Annoncée souffrante, Leah Partridge tient tout de même son rôle sans problèmes, mais dans un volume discret qui s’amincit nettement dans le grave. Les sonorités du soprano sont jolies, mais pas suprêmement aériennes, et la chanteuse reste à réécouter… en pleine forme ! Robert Bork est, quant à lui, un Balstrode efficace, robuste, aux accents pleins d’humanité [lire nos chroniques du 11 décembre 2005, du 8 février 2006, du 25 mai 2007, du 4 novembre 2011 et du 13 mars 2017], alors que l’autre baryton, Charles Rice distribué en Ned Keene [lire nos chroniques de Benjamin, dernière nuit et Viva la mamma!], possède une qualité de timbre encore supérieure. Les interventions du ténor Ted Schmitz (Reverend Adams) sont également convaincantes, ce qui est un peu moins le cas de Richard Cox (Bob Doles), Andrew Greenan (Swallow) et Lukas Jakobski (Hobson) qui font tout de même le job.
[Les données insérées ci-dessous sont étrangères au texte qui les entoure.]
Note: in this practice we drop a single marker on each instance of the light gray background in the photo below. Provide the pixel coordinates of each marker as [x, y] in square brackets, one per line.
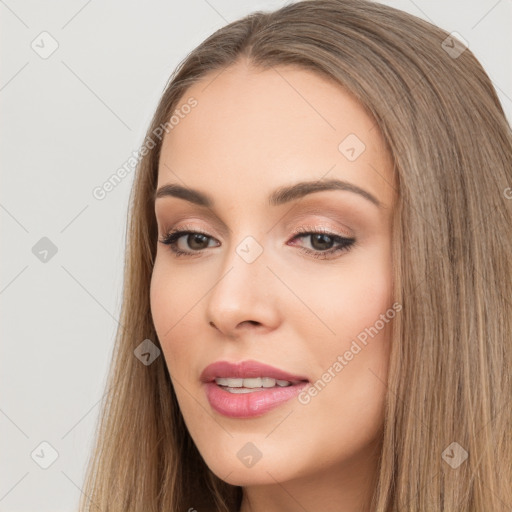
[68, 123]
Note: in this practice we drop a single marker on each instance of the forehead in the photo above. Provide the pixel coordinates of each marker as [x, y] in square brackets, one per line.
[259, 129]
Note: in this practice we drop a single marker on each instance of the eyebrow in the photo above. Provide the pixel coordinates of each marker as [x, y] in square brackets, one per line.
[278, 197]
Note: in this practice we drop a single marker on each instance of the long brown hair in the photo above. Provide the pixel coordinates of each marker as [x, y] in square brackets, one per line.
[450, 369]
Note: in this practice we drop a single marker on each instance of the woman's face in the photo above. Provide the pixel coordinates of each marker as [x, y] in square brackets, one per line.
[252, 288]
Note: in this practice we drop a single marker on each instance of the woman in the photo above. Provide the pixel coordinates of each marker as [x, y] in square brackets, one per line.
[317, 308]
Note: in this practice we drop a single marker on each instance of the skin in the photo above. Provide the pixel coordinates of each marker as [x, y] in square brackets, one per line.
[251, 132]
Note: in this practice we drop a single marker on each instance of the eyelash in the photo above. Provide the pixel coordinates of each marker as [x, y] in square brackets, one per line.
[344, 243]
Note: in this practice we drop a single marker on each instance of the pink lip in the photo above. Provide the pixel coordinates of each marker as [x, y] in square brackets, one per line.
[248, 405]
[246, 370]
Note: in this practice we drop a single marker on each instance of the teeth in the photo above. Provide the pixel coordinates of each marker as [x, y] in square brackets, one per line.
[258, 382]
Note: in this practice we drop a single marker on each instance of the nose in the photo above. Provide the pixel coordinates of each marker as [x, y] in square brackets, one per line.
[244, 297]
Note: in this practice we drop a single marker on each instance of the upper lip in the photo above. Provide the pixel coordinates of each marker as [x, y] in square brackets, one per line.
[246, 370]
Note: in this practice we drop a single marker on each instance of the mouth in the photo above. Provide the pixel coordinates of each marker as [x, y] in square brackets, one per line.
[249, 388]
[252, 385]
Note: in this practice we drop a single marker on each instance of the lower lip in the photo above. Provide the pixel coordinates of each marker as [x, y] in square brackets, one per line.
[249, 405]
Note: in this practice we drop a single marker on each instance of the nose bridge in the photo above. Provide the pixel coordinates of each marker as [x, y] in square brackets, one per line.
[243, 291]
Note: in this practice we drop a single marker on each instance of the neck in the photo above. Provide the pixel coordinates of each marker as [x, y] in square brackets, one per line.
[347, 487]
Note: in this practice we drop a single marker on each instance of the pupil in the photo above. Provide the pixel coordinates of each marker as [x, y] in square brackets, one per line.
[197, 237]
[323, 239]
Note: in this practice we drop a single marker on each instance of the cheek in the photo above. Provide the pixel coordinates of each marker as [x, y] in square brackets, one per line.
[173, 298]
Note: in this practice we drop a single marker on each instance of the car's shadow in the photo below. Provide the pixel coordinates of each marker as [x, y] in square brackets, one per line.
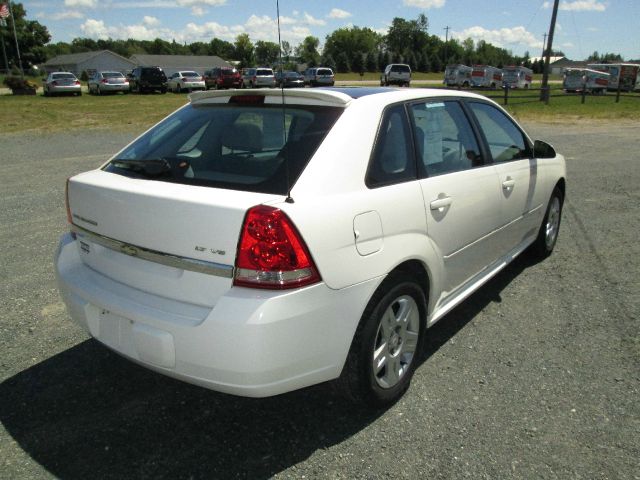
[87, 413]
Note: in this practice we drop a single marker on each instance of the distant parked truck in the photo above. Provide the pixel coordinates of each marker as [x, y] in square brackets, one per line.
[457, 76]
[486, 76]
[623, 75]
[585, 79]
[517, 77]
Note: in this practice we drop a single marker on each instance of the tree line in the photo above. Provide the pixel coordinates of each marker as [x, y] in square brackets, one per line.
[348, 49]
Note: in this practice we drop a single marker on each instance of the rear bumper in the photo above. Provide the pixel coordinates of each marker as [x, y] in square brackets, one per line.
[252, 343]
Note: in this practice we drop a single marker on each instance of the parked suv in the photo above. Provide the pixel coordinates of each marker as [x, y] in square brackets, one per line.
[258, 77]
[319, 76]
[147, 79]
[232, 246]
[222, 77]
[396, 74]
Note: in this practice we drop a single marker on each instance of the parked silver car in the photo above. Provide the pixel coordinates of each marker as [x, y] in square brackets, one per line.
[258, 77]
[319, 76]
[61, 82]
[185, 80]
[108, 82]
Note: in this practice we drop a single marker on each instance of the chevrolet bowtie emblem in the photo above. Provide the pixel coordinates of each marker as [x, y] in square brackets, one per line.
[129, 250]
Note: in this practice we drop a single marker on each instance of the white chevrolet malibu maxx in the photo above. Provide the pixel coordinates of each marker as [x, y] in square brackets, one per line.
[259, 242]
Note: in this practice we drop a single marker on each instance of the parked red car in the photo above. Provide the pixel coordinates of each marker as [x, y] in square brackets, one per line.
[222, 77]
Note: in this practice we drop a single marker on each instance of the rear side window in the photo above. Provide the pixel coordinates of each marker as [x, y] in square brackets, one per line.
[392, 160]
[259, 148]
[506, 141]
[445, 142]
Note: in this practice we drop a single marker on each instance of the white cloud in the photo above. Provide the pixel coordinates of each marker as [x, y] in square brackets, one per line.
[81, 3]
[338, 13]
[580, 6]
[503, 37]
[257, 27]
[310, 20]
[150, 21]
[95, 29]
[424, 4]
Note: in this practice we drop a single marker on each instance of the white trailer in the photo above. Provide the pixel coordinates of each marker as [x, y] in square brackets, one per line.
[517, 77]
[457, 76]
[623, 75]
[486, 76]
[585, 79]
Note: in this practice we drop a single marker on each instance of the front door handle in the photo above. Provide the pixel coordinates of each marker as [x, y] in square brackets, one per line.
[441, 203]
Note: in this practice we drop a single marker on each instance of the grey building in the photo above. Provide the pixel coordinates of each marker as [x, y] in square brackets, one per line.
[90, 62]
[174, 63]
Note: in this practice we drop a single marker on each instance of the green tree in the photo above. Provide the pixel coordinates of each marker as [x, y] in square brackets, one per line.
[307, 51]
[32, 37]
[243, 50]
[266, 53]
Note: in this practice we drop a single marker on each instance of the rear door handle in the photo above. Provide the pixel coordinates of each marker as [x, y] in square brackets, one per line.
[441, 203]
[508, 184]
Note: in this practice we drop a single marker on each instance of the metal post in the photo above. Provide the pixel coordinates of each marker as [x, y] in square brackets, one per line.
[544, 93]
[15, 36]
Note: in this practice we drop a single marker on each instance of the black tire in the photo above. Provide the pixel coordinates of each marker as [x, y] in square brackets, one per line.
[359, 381]
[547, 238]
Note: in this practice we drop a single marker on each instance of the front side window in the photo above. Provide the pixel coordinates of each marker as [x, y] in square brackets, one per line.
[505, 140]
[392, 160]
[445, 142]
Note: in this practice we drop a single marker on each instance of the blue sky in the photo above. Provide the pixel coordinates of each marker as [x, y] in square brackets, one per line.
[518, 25]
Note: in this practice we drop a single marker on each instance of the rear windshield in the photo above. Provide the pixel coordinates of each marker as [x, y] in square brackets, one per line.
[258, 148]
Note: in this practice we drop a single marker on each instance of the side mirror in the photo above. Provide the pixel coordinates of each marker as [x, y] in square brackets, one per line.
[543, 150]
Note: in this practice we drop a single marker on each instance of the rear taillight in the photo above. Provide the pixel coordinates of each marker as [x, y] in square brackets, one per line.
[271, 252]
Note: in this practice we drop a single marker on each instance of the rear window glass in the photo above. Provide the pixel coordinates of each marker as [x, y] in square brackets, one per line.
[238, 147]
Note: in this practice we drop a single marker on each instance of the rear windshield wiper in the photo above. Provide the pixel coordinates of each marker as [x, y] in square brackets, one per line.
[151, 167]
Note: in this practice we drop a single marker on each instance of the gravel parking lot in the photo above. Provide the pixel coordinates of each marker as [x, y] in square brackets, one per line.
[536, 376]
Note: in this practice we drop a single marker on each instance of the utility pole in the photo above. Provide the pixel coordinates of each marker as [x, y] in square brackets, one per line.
[446, 42]
[544, 93]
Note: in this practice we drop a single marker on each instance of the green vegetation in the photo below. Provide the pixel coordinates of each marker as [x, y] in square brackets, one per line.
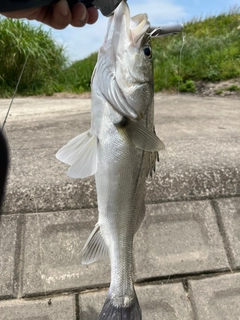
[210, 52]
[46, 59]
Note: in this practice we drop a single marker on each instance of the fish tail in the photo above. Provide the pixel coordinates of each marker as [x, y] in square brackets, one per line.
[112, 312]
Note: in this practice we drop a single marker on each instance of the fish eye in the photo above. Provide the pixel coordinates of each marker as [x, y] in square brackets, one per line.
[148, 52]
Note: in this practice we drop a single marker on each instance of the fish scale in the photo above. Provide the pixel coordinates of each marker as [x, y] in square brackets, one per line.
[121, 148]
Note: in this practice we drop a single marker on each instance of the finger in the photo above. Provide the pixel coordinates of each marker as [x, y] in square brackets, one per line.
[92, 15]
[79, 15]
[61, 15]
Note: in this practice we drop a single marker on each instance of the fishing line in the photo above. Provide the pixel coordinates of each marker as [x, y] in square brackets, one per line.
[180, 59]
[15, 91]
[164, 153]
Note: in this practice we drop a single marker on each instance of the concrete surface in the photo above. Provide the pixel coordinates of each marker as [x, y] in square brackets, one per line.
[187, 249]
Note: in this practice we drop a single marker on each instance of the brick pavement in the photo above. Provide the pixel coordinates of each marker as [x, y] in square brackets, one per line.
[187, 262]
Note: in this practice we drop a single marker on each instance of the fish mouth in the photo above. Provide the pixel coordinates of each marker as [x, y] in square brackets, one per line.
[124, 30]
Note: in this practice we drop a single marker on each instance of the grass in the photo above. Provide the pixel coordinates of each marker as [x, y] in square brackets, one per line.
[46, 59]
[210, 52]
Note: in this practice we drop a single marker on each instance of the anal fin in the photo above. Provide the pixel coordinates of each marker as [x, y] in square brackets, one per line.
[81, 154]
[142, 137]
[95, 248]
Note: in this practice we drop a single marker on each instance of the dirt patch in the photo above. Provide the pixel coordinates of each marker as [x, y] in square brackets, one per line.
[229, 88]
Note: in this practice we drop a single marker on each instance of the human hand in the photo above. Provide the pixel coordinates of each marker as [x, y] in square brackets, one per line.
[58, 15]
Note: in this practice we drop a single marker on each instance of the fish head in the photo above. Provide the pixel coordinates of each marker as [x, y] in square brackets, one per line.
[125, 63]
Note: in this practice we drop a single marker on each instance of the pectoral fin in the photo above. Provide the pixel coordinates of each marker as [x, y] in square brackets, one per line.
[141, 137]
[81, 154]
[95, 248]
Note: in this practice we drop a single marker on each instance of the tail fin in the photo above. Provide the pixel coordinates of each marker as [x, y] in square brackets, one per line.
[111, 312]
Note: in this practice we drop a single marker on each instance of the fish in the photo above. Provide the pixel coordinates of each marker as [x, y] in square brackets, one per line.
[120, 149]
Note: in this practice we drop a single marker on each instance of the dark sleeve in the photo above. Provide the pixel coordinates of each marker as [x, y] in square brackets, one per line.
[3, 165]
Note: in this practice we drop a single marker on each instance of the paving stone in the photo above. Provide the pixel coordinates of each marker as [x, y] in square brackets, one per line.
[8, 241]
[52, 255]
[201, 160]
[216, 298]
[229, 215]
[179, 238]
[165, 302]
[62, 308]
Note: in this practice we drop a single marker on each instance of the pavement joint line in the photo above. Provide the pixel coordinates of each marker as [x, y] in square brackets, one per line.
[77, 307]
[151, 281]
[205, 198]
[222, 231]
[19, 253]
[186, 276]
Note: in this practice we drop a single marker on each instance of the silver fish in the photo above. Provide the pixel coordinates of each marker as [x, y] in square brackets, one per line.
[120, 149]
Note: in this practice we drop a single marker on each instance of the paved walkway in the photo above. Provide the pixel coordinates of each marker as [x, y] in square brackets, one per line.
[187, 251]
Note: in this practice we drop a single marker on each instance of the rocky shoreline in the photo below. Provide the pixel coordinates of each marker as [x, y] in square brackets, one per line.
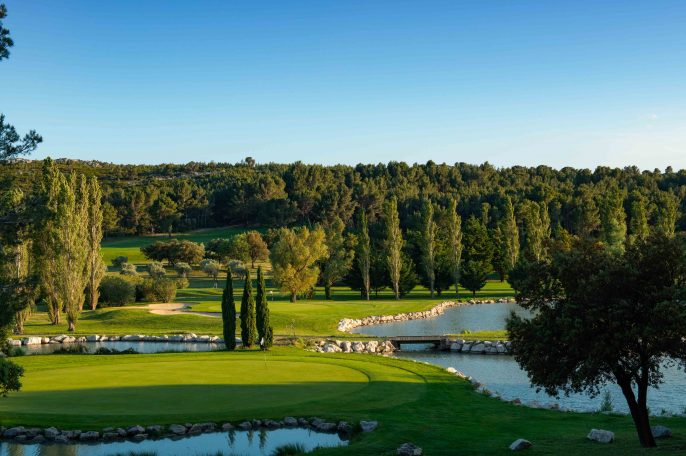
[348, 324]
[137, 433]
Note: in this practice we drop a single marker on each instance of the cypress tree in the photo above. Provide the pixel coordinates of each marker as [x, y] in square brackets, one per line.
[248, 328]
[229, 313]
[262, 311]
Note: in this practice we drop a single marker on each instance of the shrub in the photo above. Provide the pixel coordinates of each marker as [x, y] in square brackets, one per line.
[120, 260]
[117, 291]
[164, 290]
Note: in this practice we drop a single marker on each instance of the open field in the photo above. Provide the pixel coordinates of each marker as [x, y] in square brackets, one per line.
[412, 401]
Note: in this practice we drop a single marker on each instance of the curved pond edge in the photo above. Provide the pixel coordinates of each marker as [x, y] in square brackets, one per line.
[138, 433]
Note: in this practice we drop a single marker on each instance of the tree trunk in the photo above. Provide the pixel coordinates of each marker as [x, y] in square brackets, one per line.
[639, 411]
Dalia Schaechter paraît une pâle Auntie, sans la projection mordante qu’on attend pour ce rôle. Elle est bien entourée par les deux nièces, Giorgia Rotolo et Marianna Mappa. Rosalind Plowright est beaucoup plus en situation en inquiétante Mrs Sedley, à la fois vocalement et visuellement. Un mot enfin sur les artistes du Cor de la Generalitat Valenciana, très en voix, fort enthousiastes et parfaitement coordonnés (Francesc Perales) : ils font un sans-faute impressionnant, jusqu’à la dernière note.